The investigation into what downed Malaysia Airlines Flight 17 finally took a step forward on Monday, as refrigerated trains holding the bodies of the 298 victims began moving out of rebel-held territory in Ukraine, and the pro-Russian separatists turned over the plane's black boxes to Malaysia. While independent investigators are just beginning to look at the evidence, or what's left of it, Russia laid out two detailed theories on what took down MH17. Unsurprisingly, they both contradict Western accusations that separatists accidentally took down a civilian jet with a Russia-supplied weapon. Instead, Russian air force chief Lt. Gen. Igor Makushev suggested that the plane was shot out of the sky by the Ukrainians, using either missile systems or a fighter plane.
According to The Wall Street Journal, Makushev said at a press conference that Russian radar spotted another aircraft near the jet just before the crash, and it was probably a Ukrainian fighter jet. He also presented several satellite images that he said showed Ukraine moving missile systems into the region before the plane fell from the sky. At a meeting of the United Nations Security Council on Monday, Russian ambassador Vitaly Churkin said Ukraine needs to explain why an antiaircraft missile battery near the crash site was "hastily removed," and accused Ukraine of doctoring recorded conversations between separatist commanders said to be discussing the crash.
Ukraine said Russia's claims can't be true, as its fighter jets were on the ground during the crash and its Buk ground-to-air missile systems were out of range. The United States backed up Ukraine, saying its fighters can't reach the altitude where the jet was cruising, and intelligence analysts have verified the audio recordings.
Unfortunately for Russia, the scant evidence available doesn't appear to support its fighter-jet theory. Photographs of wreckage riddled with holes have begun surfacing on social media, and experts say that suggests the plane was targeted by a missile that exploded nearby. After analyzing photos taken by New York Times reporters, IHS Jane’s, a defense consultancy, concluded that the damage was consistent with that caused by a Buk system. The missiles are designed to explode below a target, increasing the likelihood that a fast-moving Western military aircraft will be damaged even if it avoids a direct hit.
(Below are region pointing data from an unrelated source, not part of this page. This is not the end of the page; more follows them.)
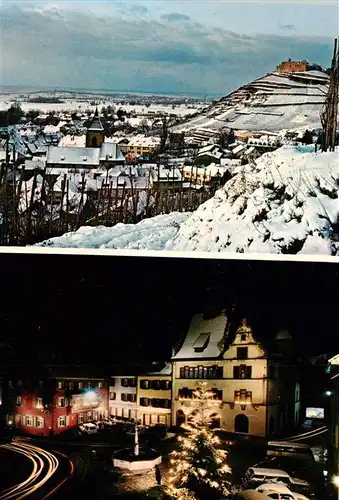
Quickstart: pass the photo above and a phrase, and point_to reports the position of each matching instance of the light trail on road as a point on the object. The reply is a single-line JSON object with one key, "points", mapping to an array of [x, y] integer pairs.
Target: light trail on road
{"points": [[44, 463], [308, 435]]}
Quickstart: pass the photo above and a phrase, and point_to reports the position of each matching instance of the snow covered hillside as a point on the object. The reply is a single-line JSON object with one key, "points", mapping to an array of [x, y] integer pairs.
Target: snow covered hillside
{"points": [[274, 102], [287, 202], [149, 234]]}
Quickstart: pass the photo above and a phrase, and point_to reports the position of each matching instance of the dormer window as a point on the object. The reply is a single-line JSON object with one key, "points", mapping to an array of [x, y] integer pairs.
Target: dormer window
{"points": [[242, 353], [201, 342]]}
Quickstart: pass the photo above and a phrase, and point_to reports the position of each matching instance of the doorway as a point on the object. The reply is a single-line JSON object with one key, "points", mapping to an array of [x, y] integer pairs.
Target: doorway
{"points": [[241, 424]]}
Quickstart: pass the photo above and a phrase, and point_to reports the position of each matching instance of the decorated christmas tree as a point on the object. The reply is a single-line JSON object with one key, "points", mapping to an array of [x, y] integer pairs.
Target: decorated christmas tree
{"points": [[198, 470]]}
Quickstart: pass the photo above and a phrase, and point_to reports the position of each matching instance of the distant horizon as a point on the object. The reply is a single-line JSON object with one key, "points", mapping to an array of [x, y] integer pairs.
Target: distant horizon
{"points": [[162, 48], [33, 88]]}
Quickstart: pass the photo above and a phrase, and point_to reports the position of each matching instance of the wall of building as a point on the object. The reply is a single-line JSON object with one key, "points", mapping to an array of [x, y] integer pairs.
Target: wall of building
{"points": [[150, 415], [255, 410], [38, 416], [99, 136], [118, 407]]}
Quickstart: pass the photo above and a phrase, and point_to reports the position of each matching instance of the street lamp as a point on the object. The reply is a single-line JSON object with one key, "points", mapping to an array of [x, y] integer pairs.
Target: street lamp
{"points": [[335, 482]]}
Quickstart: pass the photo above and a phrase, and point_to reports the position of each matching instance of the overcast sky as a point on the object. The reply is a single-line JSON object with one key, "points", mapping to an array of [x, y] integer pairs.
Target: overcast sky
{"points": [[196, 46]]}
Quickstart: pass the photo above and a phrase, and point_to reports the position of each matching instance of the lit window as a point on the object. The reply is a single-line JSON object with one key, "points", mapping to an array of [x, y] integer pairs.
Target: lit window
{"points": [[38, 403], [39, 422], [242, 353], [28, 420], [62, 421]]}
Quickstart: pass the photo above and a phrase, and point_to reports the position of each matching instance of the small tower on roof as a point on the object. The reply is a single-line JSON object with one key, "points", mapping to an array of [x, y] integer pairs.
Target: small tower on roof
{"points": [[95, 133]]}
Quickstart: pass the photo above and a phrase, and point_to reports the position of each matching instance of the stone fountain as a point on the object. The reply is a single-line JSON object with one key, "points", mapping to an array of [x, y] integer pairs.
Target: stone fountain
{"points": [[137, 460]]}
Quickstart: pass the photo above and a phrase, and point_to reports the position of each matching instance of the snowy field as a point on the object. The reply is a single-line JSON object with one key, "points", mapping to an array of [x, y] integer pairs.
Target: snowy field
{"points": [[148, 234], [74, 105], [285, 203]]}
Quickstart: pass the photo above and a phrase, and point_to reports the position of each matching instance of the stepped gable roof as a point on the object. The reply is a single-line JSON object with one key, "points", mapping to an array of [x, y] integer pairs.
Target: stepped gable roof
{"points": [[204, 339]]}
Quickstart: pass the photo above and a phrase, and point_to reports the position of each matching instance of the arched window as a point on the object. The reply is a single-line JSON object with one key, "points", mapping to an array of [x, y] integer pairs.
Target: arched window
{"points": [[180, 418], [241, 424]]}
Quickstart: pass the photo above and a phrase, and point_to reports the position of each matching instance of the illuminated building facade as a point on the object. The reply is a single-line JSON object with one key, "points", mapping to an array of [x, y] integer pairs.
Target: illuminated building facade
{"points": [[54, 405], [247, 380], [333, 422], [123, 396], [154, 396]]}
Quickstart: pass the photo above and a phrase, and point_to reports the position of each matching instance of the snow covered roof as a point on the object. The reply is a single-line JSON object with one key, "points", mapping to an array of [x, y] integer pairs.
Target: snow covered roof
{"points": [[166, 370], [96, 125], [204, 338], [239, 148], [213, 155], [166, 174], [72, 141], [209, 148], [142, 141], [109, 151], [73, 156]]}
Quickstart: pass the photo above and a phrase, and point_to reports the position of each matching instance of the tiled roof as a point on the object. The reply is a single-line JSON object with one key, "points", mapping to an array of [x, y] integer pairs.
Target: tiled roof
{"points": [[214, 328], [73, 156], [96, 125], [110, 152]]}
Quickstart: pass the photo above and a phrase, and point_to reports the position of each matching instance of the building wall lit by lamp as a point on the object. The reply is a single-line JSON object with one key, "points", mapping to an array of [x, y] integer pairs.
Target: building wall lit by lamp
{"points": [[90, 396]]}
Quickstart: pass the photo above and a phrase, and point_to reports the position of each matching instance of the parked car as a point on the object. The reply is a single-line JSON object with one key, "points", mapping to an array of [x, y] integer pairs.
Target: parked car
{"points": [[288, 449], [280, 492], [249, 495], [256, 476], [106, 422], [307, 424], [307, 470], [88, 428]]}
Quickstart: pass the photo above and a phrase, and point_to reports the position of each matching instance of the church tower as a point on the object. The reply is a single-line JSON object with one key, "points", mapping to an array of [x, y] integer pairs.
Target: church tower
{"points": [[95, 133]]}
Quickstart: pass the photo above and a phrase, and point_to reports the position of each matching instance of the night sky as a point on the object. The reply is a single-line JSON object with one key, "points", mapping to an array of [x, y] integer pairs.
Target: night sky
{"points": [[115, 310]]}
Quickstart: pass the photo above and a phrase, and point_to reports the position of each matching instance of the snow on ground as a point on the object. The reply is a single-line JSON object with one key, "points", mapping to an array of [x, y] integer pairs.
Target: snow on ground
{"points": [[81, 106], [149, 234], [287, 202]]}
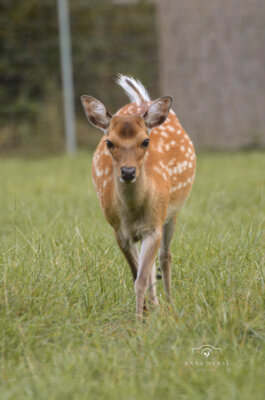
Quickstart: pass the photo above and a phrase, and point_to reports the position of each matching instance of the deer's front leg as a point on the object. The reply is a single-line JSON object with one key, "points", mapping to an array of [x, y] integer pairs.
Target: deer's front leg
{"points": [[150, 246], [130, 252]]}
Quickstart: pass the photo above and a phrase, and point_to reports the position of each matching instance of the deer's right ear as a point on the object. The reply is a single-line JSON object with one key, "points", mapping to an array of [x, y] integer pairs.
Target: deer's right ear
{"points": [[96, 112]]}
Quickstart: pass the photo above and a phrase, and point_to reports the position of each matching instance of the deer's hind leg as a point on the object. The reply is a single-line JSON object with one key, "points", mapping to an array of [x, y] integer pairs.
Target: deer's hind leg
{"points": [[165, 255]]}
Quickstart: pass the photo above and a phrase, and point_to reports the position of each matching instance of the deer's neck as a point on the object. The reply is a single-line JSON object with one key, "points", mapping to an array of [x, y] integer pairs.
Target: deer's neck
{"points": [[132, 195]]}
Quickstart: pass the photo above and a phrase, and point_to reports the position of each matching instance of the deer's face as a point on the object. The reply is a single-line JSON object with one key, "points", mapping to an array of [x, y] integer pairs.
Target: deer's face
{"points": [[126, 136], [127, 141]]}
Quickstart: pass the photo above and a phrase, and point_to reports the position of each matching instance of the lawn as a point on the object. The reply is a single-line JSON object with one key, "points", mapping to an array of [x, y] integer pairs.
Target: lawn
{"points": [[67, 328]]}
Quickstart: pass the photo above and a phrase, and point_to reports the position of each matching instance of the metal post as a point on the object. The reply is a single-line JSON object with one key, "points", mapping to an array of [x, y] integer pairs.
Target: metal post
{"points": [[67, 75]]}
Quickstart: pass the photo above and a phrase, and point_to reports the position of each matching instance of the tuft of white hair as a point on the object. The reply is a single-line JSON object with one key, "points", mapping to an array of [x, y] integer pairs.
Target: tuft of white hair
{"points": [[134, 89]]}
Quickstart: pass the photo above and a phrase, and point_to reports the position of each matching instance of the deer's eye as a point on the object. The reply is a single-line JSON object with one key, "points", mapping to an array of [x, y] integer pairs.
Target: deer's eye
{"points": [[145, 143], [110, 145]]}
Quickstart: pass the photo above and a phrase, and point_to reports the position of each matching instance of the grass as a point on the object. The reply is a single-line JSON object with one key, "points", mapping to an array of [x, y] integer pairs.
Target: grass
{"points": [[67, 303]]}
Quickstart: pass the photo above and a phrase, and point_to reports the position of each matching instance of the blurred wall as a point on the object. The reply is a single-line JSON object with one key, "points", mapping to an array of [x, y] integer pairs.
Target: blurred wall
{"points": [[107, 38], [212, 61], [208, 55]]}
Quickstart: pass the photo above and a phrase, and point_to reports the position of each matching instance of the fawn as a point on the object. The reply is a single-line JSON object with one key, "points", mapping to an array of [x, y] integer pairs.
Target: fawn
{"points": [[143, 170]]}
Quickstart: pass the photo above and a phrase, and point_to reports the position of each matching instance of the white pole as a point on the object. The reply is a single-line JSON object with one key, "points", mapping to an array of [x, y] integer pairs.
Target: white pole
{"points": [[67, 75]]}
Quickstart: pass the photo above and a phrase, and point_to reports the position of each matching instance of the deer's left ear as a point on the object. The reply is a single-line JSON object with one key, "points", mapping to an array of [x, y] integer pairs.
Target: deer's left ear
{"points": [[96, 112], [157, 112]]}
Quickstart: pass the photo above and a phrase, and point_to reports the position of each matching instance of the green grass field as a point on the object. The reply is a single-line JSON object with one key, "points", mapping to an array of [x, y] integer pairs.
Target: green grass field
{"points": [[67, 328]]}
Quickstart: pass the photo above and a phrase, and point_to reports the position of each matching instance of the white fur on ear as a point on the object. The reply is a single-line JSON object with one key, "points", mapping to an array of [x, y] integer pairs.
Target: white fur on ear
{"points": [[96, 112], [157, 112]]}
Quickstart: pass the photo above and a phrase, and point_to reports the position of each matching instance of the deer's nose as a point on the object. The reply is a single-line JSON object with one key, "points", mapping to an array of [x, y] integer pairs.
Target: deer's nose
{"points": [[128, 173]]}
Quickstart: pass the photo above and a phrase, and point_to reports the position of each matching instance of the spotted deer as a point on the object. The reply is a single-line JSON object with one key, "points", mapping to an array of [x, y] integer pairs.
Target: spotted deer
{"points": [[143, 170]]}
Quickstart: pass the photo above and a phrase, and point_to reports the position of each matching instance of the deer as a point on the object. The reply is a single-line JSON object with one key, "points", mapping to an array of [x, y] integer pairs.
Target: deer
{"points": [[143, 171]]}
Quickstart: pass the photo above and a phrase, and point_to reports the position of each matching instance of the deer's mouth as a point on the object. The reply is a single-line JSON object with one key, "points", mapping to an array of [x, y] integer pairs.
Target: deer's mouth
{"points": [[126, 181]]}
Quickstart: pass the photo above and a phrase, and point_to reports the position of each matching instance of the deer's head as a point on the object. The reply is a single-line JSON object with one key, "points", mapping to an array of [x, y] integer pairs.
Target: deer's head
{"points": [[127, 137]]}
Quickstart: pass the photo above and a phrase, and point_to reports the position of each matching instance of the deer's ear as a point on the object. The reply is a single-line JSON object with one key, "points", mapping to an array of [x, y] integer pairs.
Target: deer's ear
{"points": [[157, 112], [96, 112]]}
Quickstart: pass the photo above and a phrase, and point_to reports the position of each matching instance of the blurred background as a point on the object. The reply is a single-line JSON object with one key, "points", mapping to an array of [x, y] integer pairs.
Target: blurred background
{"points": [[210, 56]]}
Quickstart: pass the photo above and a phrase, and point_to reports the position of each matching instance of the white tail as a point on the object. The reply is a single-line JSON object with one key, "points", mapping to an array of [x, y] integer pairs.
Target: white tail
{"points": [[143, 170], [134, 89]]}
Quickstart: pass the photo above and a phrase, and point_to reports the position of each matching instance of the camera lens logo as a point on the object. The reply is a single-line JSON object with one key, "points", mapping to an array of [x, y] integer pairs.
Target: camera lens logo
{"points": [[207, 351]]}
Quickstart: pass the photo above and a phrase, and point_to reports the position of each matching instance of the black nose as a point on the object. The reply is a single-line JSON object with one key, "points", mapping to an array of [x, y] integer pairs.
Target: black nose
{"points": [[128, 173]]}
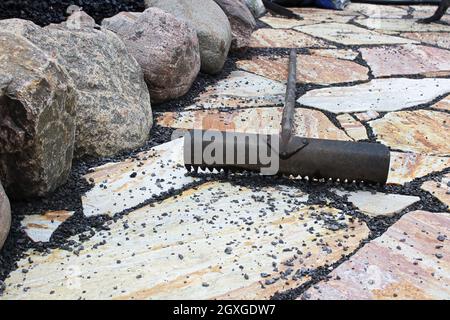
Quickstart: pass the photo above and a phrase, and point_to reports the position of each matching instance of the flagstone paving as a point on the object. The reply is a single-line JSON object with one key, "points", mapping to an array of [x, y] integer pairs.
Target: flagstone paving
{"points": [[167, 234], [439, 189], [377, 95], [348, 34], [308, 123], [40, 228], [215, 241], [407, 166], [279, 38], [421, 131], [310, 69], [407, 59], [241, 89], [411, 260]]}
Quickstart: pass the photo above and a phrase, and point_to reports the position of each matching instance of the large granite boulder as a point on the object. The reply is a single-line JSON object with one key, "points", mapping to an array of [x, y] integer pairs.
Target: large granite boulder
{"points": [[256, 7], [241, 20], [210, 22], [5, 216], [114, 110], [37, 119], [166, 48]]}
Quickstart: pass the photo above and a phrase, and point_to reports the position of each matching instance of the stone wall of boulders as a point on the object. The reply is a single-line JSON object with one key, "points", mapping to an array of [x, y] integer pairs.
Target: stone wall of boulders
{"points": [[78, 89]]}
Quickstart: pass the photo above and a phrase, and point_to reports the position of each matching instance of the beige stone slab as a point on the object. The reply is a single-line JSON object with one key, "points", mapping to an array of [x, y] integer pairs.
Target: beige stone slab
{"points": [[377, 95], [421, 131], [375, 204], [401, 25], [310, 69], [279, 38], [215, 241], [401, 264], [443, 104], [407, 59], [353, 127], [116, 188], [348, 34], [345, 54], [439, 189], [405, 167], [40, 228], [308, 123], [241, 89], [440, 39]]}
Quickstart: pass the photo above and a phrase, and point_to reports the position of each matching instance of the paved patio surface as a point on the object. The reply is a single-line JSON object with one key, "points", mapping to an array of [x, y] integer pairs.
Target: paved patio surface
{"points": [[372, 74]]}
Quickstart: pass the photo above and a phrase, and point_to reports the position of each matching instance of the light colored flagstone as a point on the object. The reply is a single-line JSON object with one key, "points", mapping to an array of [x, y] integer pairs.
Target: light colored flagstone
{"points": [[443, 104], [377, 95], [377, 11], [40, 228], [440, 39], [124, 185], [241, 89], [397, 25], [421, 131], [439, 189], [405, 167], [308, 123], [348, 34], [215, 241], [407, 59], [378, 203], [407, 262], [280, 38], [310, 69], [354, 128], [346, 54]]}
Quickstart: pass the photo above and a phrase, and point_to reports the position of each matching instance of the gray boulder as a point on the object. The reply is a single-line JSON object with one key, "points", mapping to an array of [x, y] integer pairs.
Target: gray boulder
{"points": [[37, 118], [114, 110], [241, 20], [166, 48], [256, 7], [5, 216], [210, 22]]}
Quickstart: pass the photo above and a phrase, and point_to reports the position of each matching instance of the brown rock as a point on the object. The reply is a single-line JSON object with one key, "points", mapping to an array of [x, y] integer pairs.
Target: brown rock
{"points": [[166, 48], [5, 216], [241, 20], [37, 119]]}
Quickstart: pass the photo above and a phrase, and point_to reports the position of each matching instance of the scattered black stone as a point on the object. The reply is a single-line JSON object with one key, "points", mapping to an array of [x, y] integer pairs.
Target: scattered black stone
{"points": [[44, 12]]}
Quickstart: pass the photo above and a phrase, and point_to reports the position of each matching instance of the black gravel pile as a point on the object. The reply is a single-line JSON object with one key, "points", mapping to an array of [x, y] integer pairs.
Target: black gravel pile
{"points": [[44, 12]]}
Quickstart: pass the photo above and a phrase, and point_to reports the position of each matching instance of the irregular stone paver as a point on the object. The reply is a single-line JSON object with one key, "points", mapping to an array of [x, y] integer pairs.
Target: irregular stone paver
{"points": [[439, 189], [405, 167], [401, 264], [353, 127], [377, 11], [215, 241], [366, 116], [421, 131], [407, 59], [308, 123], [440, 39], [124, 185], [403, 25], [377, 95], [443, 104], [378, 203], [279, 38], [40, 228], [348, 34], [346, 54], [310, 69], [241, 89]]}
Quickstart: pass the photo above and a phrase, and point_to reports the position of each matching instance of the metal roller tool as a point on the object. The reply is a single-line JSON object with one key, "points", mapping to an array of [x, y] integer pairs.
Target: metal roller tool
{"points": [[285, 153]]}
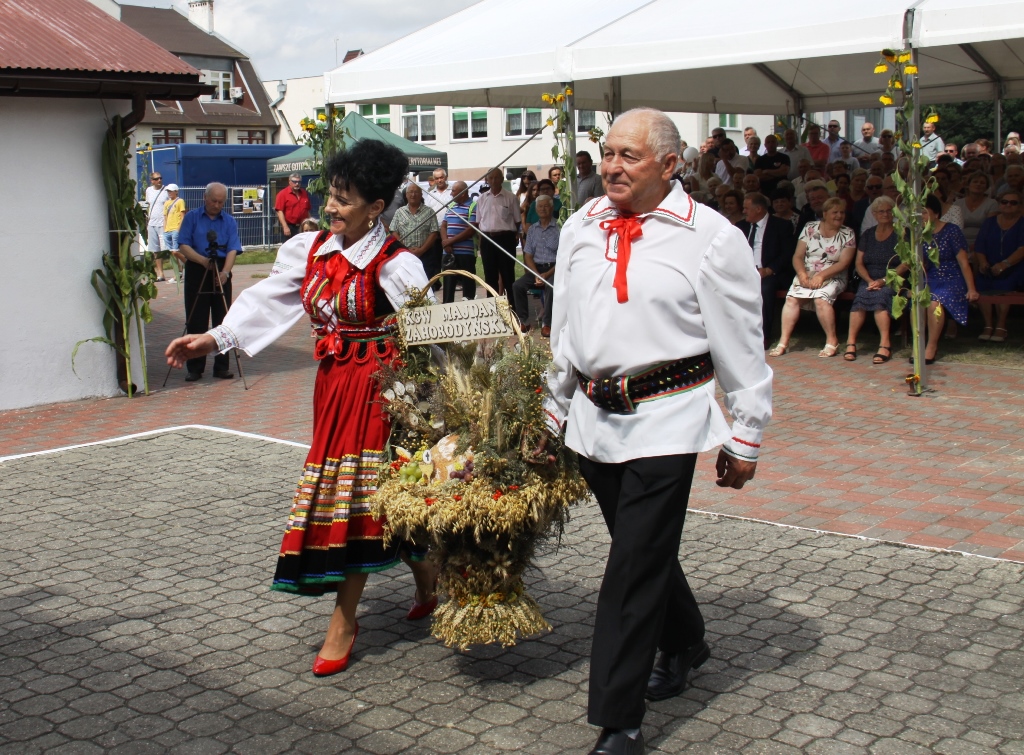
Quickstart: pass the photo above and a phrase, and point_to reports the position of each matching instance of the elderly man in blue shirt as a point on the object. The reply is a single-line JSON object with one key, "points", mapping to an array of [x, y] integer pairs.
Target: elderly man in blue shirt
{"points": [[209, 241], [539, 254]]}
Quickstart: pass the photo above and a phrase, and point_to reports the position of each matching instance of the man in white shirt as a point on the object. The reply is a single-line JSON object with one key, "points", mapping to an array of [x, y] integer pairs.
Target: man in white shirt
{"points": [[931, 142], [796, 151], [749, 133], [499, 216], [834, 140], [156, 196], [652, 286], [437, 199], [866, 144], [728, 162]]}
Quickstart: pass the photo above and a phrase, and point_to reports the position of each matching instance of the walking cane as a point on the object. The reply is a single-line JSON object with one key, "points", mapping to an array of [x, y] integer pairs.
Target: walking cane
{"points": [[218, 288]]}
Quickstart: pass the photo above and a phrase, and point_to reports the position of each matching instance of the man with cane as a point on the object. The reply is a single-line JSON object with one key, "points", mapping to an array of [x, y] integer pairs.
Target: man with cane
{"points": [[656, 300], [209, 241]]}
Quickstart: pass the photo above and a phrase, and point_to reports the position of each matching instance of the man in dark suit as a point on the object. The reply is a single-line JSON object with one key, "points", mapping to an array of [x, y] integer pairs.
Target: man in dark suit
{"points": [[772, 244]]}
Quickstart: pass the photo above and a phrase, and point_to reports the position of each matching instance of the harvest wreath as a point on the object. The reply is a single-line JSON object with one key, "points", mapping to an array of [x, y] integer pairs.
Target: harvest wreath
{"points": [[464, 475]]}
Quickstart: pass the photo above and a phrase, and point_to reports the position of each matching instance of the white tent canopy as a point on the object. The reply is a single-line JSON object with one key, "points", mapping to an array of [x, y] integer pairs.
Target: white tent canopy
{"points": [[685, 56]]}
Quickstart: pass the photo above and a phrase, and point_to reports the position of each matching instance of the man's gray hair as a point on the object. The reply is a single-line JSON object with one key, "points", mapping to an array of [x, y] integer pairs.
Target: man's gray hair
{"points": [[883, 202], [663, 136]]}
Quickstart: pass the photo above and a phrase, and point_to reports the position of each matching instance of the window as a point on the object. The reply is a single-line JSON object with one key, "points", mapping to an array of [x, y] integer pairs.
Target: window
{"points": [[222, 81], [418, 123], [211, 135], [379, 114], [586, 120], [469, 124], [168, 136], [252, 137], [522, 121]]}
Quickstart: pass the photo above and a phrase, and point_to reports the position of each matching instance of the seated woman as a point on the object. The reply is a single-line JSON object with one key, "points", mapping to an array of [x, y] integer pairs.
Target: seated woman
{"points": [[997, 255], [876, 255], [951, 282], [823, 253]]}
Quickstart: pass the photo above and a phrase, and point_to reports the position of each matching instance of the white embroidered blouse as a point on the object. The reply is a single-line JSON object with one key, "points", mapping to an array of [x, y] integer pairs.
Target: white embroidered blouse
{"points": [[692, 289], [263, 312]]}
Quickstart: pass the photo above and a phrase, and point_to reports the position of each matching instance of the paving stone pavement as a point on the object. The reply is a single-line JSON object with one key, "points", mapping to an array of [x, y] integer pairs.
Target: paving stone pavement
{"points": [[135, 617]]}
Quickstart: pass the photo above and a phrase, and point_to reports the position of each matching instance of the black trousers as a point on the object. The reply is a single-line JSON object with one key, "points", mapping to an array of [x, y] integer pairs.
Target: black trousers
{"points": [[462, 262], [207, 309], [769, 286], [497, 264], [645, 603], [520, 297], [431, 260]]}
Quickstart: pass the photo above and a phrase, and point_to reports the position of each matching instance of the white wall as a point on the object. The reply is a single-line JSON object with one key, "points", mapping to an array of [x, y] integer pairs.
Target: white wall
{"points": [[471, 159], [52, 234]]}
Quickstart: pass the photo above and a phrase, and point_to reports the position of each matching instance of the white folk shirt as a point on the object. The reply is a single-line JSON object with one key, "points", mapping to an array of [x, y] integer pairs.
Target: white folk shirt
{"points": [[439, 202], [263, 312], [156, 199], [691, 290]]}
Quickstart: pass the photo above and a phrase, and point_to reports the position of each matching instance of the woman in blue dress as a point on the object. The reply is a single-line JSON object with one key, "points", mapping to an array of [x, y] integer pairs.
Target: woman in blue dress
{"points": [[997, 254], [951, 281]]}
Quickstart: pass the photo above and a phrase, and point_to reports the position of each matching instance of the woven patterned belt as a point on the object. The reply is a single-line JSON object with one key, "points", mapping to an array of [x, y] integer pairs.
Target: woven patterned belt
{"points": [[621, 394]]}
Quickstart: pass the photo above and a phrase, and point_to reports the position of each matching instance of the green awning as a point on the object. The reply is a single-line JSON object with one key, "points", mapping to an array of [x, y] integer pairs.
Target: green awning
{"points": [[354, 128]]}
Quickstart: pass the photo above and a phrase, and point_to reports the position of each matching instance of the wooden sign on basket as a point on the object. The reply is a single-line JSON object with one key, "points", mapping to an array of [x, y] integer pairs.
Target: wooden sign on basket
{"points": [[459, 321]]}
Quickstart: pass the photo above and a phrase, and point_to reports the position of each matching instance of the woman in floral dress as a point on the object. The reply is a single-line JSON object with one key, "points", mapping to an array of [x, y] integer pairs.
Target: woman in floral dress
{"points": [[951, 281], [346, 281], [824, 252]]}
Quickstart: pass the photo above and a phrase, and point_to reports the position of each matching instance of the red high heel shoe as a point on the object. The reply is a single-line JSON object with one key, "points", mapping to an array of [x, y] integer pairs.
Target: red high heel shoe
{"points": [[323, 667]]}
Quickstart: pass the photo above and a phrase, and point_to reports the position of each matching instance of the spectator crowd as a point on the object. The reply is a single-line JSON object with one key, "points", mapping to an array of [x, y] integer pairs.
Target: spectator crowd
{"points": [[818, 215]]}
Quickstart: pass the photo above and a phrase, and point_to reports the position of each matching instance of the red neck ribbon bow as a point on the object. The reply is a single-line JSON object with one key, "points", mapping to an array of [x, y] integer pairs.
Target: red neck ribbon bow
{"points": [[628, 227]]}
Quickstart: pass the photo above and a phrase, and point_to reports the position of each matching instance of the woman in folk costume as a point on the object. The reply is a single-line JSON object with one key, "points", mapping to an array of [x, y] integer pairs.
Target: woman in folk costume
{"points": [[347, 282]]}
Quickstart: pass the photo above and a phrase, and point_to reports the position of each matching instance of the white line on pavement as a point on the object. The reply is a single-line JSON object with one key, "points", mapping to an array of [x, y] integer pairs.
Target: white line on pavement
{"points": [[155, 432]]}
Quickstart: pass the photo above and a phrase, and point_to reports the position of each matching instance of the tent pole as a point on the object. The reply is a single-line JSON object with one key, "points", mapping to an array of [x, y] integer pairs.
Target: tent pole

Investigators still can't say definitively who was operating the Buk, which may be exactly why the Ukrainian rebels were so slow to turn over the evidence. Michael Bociurkiw, a spokesman for the Organization for Security and Cooperation in Europe, suggested that some of the contamination of the crash site wasn't accidental. He said a large cone section of the debris "had somewhat been split or moved apart," adding, "we observed workers there hacking into the fuselage with gas-powered equipment."
It's also possible that the separatists didn't intend to destroy evidence, they just weren't equipped to handle the crisis. "It's really a mess," said Andrew Weiss, a Russia expert from the Carnegie Endowment for International Peace. "The question is: Does that mess have some political benefits for Russia?"